Build and Install From the Source

git clone https://github.com/ivan-sincek/file-scraper && cd file-scraper

python3 -m pip install --upgrade build

python3 -m build

python3 -m pip install dist/file_scraper-3.2-py3-none-any.whl

Build the Template & Run

Prepare a template:

{
   "authorization":{
      "query":"[^\\w\\d\\n]+(?:basic|bearer)\\ .+",
      "ignorecase":true,
      "search":true
   },
   "variable":{
      "query":"(?:access|account|admin|basic|bearer|card|conf|cred|customer|email|history|id|info|jwt|key|kyc|log|otp|pass|pin|priv|refresh|salt|secret|seed|setting|sign|token|transaction|transfer|user)[\\w\\d]*(?:\\\"\\ *\\:|\\ *\\=).+",
      "ignorecase":true,
      "search":true
   },
   "comment":{
      "query":"[^\\w\\d\\n]+(?:bug|comment|fix|issue|note|problem|to(?:\\_|\\ |)do|work)[^\\w\\d\\n]+.+",
      "ignorecase":true,
      "search":true
   },
   "url":{
      "query":"\\w+\\:\\/\\/[\\w\\-\\.\\@\\:\\/\\?\\=\\%\\&\\#]+",
      "unique":true,
      "collect":true
   },
   "ip":{
      "query":"(?:\b25[0-5]|\b2[0-4][0-9]|\b[01]?[0-9][0-9]?)(?:\\.(?:25[0-5]|2[0-4][0-9]|[01]?[0-9][0-9]?)){3}",
      "unique":true,
      "collect":true
   },
   "base64":{
      "query":"(?:[a-zA-Z0-9\\+\\/]{4})*(?:[a-zA-Z0-9\\+\\/]{4}|[a-zA-Z0-9\\+\\/]{3}\\=|[a-zA-Z0-9\\+\\/]{2}\\=\\=)",
      "minimum":8,
      "decode":"base64",
      "unique":true,
      "collect":true
   },
   "hex":{
      "query":"(?:(?:0x|(?:\\\\)+x)[a-fA-F0-9]{2})+|[a-fA-F0-9]+",
      "minimum":12,
      "decode":"hex",
      "unique":true,
      "collect":true
   },
   "cert":{
      "query":"-----BEGIN (?:CERTIFICATE|PRIVATE KEY)-----[\\s\\S]+?-----END (?:CERTIFICATE|PRIVATE KEY)-----",
      "decode":"cert",
      "unique":true,
      "collect":true
   }
}

Make sure your regular expressions return only one capturing group, e.g., [1, 2, 3, 4]; and not a touple, e.g., [(1, 2), (3, 4)].

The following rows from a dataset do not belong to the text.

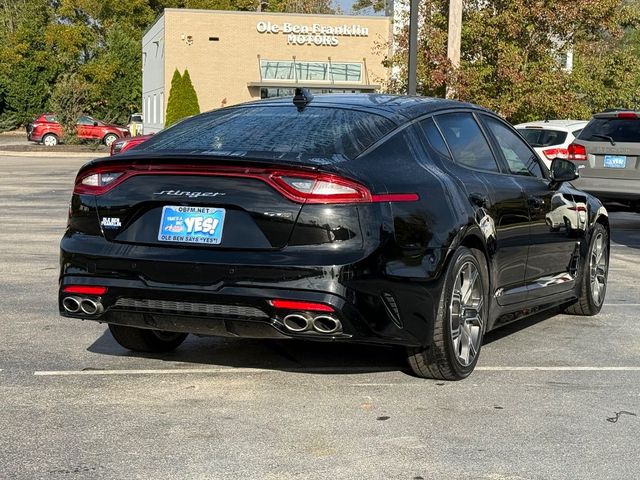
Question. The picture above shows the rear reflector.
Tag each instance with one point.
(85, 289)
(304, 306)
(577, 152)
(552, 153)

Make sure to properly escape regular expression specific symbols in your template file, e.g., make sure to escape dot . as \\., and forward slash / as \\/, etc.

Name Type Required Description
query text yes Regular expression query.
search boolean no Highlight matches within output; otherwise, extract matches.
ignorecase boolean no Case-insensitive search.
minimum integer no Show only matches longer than int characters.
maximum integer no Show only matches lesser than int characters.
decode boolean no Decode matches. Available decodings: url, base64 hex, cert.
unique boolean no Filter out duplicates.
collect boolean no Collect all matches in one place.

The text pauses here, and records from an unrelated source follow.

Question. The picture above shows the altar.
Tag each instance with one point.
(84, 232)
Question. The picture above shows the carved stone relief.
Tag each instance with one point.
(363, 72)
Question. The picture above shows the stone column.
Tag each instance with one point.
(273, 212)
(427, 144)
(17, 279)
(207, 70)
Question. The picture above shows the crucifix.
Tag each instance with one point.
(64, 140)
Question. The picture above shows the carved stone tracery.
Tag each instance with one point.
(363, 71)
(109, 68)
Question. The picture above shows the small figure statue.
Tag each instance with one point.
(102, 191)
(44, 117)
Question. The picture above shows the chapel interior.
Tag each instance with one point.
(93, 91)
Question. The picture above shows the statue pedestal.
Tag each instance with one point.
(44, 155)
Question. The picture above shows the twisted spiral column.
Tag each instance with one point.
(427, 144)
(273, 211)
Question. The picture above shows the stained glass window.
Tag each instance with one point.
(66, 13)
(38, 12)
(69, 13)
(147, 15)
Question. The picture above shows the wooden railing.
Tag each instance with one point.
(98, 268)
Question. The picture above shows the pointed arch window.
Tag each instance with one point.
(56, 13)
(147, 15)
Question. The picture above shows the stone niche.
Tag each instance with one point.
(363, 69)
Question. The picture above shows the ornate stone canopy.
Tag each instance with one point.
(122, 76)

How I run the tool most of the time:

file-scraper -dir directory -o results.html -e default

Default (built-in) exclude file types are as following:

car, css, gif, jpeg, jpg, mp3, mp4, nib, ogg, otf, png, storyboard, strings, svg, ttf, webp, woff, woff2, xib

Usage

File Scraper v3.2 ( github.com/ivan-sincek/file-scraper )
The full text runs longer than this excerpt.